Monday, January 3, 2011

Acknowledge and Admire

I had no reason to expect a deer, even a young one—it was noonish, after all, and all smart deer are hiding in the cool, leafy undergrowth at that time of day. She saw me first, and her curiosity prompted her to take one step toward me, instead of bounding away. She’d been perfectly camouflaged—her legs like saplings, her fur the color of bark, her babyish white spots gone. But still small, young. For a moment I thought she was going to walk over and sniff me, or place her head in my lap.
I did the only thing to do: I bowed and I told her she was beautiful. She looked at me awhile, then stepped carefully away, intent on some morsel I could neither see nor smell.
The deer for me are like God: their appearances unpredictable, unexpected, a bit unsettling even. “Eye has not seen, ear has not heard, neither has the human heart conceived what God has prepared for those who love God,” says Saint Paul in 1 Corinthians 2:9, picking up a passage from Isaiah 64. I tend to wonder where God is, God being not-like the genie in Aladdin’s lamp, obediently appearing when summoned.
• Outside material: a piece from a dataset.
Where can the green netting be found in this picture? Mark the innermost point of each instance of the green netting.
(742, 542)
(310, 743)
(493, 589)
And then suddenly in a way I hadn’t anticipated: there is God.
            Already it had been a good morning: a friend on the mend from a wicked case of flu, a spirited rendition of J. S. Bach’s Brandenburg Concerto #5 on the radio as I drove to the park. The deer. I walked deeply satisfied along the river and trees, thinking how much more valuable and lasting they were than my life. Perhaps the giant sycamore trees feel for me the same sort of tenderness I feel for the squirrels nibbling the red berries of the yew tree. We simply cannot know.
            On my way back to the car, I noted that although the deer was long gone, masses of dark birds were congregating in the trees near the parking lot entrance. I wanted to join their crackle-grackle chatter, and so here I am at the keyboard.
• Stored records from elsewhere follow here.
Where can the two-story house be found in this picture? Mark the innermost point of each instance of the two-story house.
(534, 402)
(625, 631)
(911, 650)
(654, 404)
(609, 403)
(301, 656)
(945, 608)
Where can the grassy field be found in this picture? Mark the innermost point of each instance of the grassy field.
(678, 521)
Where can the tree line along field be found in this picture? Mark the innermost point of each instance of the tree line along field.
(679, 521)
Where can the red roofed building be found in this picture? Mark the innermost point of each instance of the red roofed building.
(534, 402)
Praise to the God of flowing water and huge rocks that support moss and wild aster.
Praise for the leaves that know it’s time to be brilliant and then let go, to make room for quiet and new growth.
Praise for working up a sweat on the trail and taking a hot shower and getting into clean clothes.
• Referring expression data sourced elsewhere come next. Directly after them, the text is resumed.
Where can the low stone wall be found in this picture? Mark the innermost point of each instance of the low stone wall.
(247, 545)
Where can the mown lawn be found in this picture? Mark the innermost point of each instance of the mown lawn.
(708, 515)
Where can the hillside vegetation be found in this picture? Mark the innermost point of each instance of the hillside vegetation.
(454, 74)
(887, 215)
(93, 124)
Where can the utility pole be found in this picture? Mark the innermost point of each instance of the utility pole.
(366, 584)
Praise for work to be done and friends with whom to share dinner.
Praise for bright troubleshooters who studied electronics and help me keep my computer going.
Praise for a single valuable strand of clothesline that allows me to have the scent of freshly laundered sheets.
Praise for the God who deserves to be acknowledged, perhaps hidden among the trees and admired for all beauty.